Но она оклемалась и прожила еще пять лет. Купила мебель, поставила кровать Брюно в столовой, записала его в начальную школу по соседству. Каждый вечер она приходила за ним. Как же ему становилось стыдно, когда эта сухонькая надломленная старушка брала его за руку! У всех остальных имелись мамы и папы; дети разведенных родителей в те времена еще редко попадались.

Ночью она бесконечно мусолила в уме все этапы своей жизни, которая завершалась так плохо. Летом в их квартире с низкими потолками стояла страшная духота. Обычно она засыпала только на рассвете. Днем бродила по квартире в стоптанных туфлях, что-то бормотала вслух, не отдавая себе в этом отчета, и по пятьдесят раз подряд повторяла одни и те же фразы. Мысли о дочери не давали ей покоя. “Не приехала на похороны отца…” Она слонялась из комнаты в комнату, иногда с половой тряпкой или кастрюлей в руке, начисто забыв их назначение. “На похороны отца. на похороны родного отца…” Туфли с шипящим звуком шаркали по плиточному полу. Брюно испуганно съеживался в постели; он понимал, что все это добром не кончится. Бывало, она заводила с самого утра, еще в халате и бигудях: “Алжир – это Франция.”; затем снова раздавалось шарканье. Она ходила по комнатам взад-вперед, устремив взгляд в невидимую точку. “Франция. Франция.” – повторяла она постепенно сникающим голосом.

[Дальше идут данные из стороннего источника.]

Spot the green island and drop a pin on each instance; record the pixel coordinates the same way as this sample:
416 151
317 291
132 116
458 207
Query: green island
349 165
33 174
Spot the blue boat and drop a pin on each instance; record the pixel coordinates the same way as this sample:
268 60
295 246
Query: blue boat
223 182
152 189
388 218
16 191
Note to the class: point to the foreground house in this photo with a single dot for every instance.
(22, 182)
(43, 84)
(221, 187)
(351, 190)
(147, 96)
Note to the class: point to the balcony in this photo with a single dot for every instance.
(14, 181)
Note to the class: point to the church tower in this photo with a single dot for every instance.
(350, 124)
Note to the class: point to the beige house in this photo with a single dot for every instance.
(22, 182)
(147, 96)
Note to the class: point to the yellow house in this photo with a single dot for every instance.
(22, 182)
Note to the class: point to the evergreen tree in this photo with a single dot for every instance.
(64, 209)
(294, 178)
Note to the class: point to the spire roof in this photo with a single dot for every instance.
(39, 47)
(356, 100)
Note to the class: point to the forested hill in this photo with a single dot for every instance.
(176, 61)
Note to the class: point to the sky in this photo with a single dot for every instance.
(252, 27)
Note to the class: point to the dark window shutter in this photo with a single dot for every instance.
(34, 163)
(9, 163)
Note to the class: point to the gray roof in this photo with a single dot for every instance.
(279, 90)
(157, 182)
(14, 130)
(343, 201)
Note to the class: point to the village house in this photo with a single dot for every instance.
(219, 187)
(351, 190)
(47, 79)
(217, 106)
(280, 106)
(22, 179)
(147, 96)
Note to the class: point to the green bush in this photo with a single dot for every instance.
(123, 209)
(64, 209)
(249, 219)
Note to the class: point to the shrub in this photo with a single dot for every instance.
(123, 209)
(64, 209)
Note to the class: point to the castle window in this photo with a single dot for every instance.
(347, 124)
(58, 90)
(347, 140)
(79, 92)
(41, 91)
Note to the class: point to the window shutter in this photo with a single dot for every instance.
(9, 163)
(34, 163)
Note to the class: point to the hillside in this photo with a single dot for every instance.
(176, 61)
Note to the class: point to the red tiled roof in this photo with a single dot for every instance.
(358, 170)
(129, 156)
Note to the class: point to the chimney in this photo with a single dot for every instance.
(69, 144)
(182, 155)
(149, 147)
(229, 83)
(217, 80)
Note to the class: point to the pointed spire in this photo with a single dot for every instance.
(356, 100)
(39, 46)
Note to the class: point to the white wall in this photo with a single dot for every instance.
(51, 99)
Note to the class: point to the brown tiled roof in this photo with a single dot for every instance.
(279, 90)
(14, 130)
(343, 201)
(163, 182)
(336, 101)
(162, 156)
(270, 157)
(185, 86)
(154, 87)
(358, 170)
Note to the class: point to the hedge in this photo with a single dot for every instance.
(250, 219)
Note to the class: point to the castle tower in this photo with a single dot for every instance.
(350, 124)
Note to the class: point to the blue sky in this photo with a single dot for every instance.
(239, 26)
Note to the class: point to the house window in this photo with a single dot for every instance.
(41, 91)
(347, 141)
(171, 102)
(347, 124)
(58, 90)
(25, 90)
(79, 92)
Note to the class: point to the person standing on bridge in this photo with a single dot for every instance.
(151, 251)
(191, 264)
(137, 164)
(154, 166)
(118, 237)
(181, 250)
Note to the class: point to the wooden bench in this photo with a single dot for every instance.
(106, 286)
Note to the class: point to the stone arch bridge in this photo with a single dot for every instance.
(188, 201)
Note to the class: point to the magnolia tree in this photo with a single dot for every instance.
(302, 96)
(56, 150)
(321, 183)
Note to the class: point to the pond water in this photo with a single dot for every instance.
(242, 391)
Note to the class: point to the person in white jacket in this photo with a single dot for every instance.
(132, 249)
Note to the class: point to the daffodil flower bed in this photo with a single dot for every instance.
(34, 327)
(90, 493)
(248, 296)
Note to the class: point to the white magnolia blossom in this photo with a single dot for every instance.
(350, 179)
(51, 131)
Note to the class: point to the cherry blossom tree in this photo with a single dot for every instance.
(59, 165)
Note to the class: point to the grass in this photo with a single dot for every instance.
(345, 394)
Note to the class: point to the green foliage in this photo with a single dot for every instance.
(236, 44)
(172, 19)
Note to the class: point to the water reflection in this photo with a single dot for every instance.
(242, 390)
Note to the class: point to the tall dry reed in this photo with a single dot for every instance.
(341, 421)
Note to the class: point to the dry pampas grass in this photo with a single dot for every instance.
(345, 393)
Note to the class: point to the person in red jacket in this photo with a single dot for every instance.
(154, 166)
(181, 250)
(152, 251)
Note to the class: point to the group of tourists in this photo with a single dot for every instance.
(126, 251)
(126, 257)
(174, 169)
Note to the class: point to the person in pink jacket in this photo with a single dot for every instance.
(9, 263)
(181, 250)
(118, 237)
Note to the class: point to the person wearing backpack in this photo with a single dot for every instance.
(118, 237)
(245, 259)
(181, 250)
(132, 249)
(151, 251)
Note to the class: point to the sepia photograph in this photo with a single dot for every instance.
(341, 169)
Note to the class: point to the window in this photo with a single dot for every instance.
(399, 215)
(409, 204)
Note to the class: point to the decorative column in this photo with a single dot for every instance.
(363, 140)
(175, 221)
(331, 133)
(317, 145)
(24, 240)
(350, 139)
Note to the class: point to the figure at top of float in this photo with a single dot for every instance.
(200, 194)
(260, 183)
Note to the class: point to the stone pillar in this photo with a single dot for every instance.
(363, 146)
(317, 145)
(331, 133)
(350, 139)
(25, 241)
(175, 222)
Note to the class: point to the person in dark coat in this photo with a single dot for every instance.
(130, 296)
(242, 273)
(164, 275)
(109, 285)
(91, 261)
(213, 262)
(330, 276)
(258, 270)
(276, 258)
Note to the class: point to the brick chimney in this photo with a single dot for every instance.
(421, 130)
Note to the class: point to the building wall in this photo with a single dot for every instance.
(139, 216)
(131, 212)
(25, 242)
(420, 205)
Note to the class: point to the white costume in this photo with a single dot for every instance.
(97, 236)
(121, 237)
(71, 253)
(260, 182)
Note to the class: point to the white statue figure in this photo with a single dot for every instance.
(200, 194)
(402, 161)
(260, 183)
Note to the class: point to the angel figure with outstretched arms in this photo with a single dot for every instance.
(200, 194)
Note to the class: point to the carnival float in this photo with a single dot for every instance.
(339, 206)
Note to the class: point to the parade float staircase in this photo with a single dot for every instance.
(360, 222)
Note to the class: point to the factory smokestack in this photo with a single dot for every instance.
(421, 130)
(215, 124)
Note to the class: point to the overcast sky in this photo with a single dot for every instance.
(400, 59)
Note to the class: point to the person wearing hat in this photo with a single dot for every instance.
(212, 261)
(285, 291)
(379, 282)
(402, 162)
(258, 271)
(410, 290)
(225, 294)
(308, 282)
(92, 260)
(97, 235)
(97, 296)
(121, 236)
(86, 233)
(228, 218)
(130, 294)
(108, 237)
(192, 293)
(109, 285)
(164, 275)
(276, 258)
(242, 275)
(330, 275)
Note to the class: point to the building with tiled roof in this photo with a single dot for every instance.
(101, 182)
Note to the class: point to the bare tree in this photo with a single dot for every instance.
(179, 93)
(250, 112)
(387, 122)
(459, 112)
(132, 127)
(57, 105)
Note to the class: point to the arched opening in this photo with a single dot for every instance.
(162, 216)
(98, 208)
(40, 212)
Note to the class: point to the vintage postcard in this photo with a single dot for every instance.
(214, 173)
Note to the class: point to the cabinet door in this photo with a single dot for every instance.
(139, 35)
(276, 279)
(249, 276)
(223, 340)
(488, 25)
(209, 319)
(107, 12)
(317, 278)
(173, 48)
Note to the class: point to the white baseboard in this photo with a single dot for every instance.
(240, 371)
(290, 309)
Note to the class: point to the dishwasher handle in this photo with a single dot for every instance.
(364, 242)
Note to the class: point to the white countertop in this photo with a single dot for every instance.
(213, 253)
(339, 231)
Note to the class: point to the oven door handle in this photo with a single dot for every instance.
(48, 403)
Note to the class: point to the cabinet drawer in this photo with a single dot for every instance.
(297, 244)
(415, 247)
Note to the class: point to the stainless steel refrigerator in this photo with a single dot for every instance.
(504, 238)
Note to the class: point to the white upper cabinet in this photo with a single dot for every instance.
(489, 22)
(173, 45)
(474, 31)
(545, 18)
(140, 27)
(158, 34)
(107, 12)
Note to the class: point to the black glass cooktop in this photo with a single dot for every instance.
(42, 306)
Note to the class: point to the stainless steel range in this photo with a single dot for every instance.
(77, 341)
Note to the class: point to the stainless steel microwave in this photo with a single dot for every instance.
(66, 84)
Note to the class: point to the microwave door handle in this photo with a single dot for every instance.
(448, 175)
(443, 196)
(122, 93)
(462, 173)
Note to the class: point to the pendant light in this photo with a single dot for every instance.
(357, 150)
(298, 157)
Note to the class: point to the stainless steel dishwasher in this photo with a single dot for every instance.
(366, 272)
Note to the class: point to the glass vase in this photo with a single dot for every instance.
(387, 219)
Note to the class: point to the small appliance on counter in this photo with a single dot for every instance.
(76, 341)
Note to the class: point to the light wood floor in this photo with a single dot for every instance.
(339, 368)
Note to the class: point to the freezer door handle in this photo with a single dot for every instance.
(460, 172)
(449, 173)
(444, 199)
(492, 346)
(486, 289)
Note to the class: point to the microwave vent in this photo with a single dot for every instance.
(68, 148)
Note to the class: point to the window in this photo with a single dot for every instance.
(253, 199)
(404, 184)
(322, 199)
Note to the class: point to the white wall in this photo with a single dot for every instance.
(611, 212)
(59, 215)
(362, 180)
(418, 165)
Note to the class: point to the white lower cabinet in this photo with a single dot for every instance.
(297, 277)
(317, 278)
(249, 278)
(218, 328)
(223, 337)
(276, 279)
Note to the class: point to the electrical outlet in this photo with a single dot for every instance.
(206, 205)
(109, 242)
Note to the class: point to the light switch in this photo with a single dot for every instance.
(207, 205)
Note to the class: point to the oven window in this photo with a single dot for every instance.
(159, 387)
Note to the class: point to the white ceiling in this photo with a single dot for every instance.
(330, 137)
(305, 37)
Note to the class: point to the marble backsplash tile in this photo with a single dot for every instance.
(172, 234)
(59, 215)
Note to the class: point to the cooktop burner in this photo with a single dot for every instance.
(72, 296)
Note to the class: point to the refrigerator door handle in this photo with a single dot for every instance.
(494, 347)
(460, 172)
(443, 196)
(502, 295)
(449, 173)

Бабушка всегда хорошо готовила, и здесь это стало ее единственной радостью. Она устраивала Брюно роскошные трапезы, словно собиралась принять человек десять гостей. Сладкие перцы в масле, анчоусы, картофельный салат. Бывало, что основному блюду – фаршированным кабачкам, кролику с оливками или, например, кускусу – предшествовали пять разных закусок. Ей не удалось освоить только десерты; но иногда, получив пенсию, она приносила домой коробки с нугой, каштановым кремом и калиссонами из Экса. Мало-помалу Брюно превратился в жирного пугливого ребенка. Сама она почти ничего не ела. По воскресеньям бабушка вставала чуть позже; он забирался к ней в кровать, прижимался к костлявому телу. Бывало, он представлял, как встает среди ночи и, вооружившись ножом, наносит ей удар прямо в сердце; и тут же воображал, как рухнет в слезах перед ее трупом; и еще – что вскоре после этого умрет сам.

В конце 1966 года бабушка получила письмо от дочери, их адрес ей дал отец Брюно, с которым она переписывалась раз в год на Рождество. Жанин не выразила особого сожаления о прошлом, ограничившись одной-единственной фразой: “Я слышала, папа умер и ты переехала”. Кроме того, она сообщала, что уезжает из Калифорнии, перебирается на юг Франции; но адреса не оставила.

Однажды утром, в марте 1967-го, пытаясь приготовить оладьи из кабачков, бабушка опрокинула на себя лохань с кипящим маслом. У нее хватило сил выползти на лестничную площадку, и на ее крики сбежались соседи. Вечером, выйдя из школы, Брюно увидел мадам Аузи, их соседку сверху; она отвела его прямо в больницу. Ему позволили на несколько минут увидеться с бабушкой; ожоги были скрыты под простыней. Ее накачали морфием, но она все же узнала Брюно и сжала его руку в своих ладонях; после чего мальчика увели. В ту же ночь ее сердце остановилось.

Так Брюно столкнулся со смертью во второй раз; во второй раз смысл этого события почти полностью ускользнул от него. Еще долгие годы, получая хорошие отметки за домашнее задание по французскому или за успешную письменную работу по истории, он невольно думал, как похвастается бабушке. И тут же, разумеется, возражал себе, что она умерла; но эта мысль возникала пунктиром и, по сути, не прерывала их диалога. Когда он прошел конкурс на степень агреже[10] по современной литературе, он подробно обсудил с ней свои результаты; в то время, однако, он уже верил в это разве что в краткие моменты. По такому случаю он купил две банки каштанового крема; это был их последний серьезный разговор. Получив свою первую преподавательскую должность после окончания учебы, он понял, что изменился, что у него уже не получится войти с ней в контакт; образ бабушки медленно таял за глухой стеной.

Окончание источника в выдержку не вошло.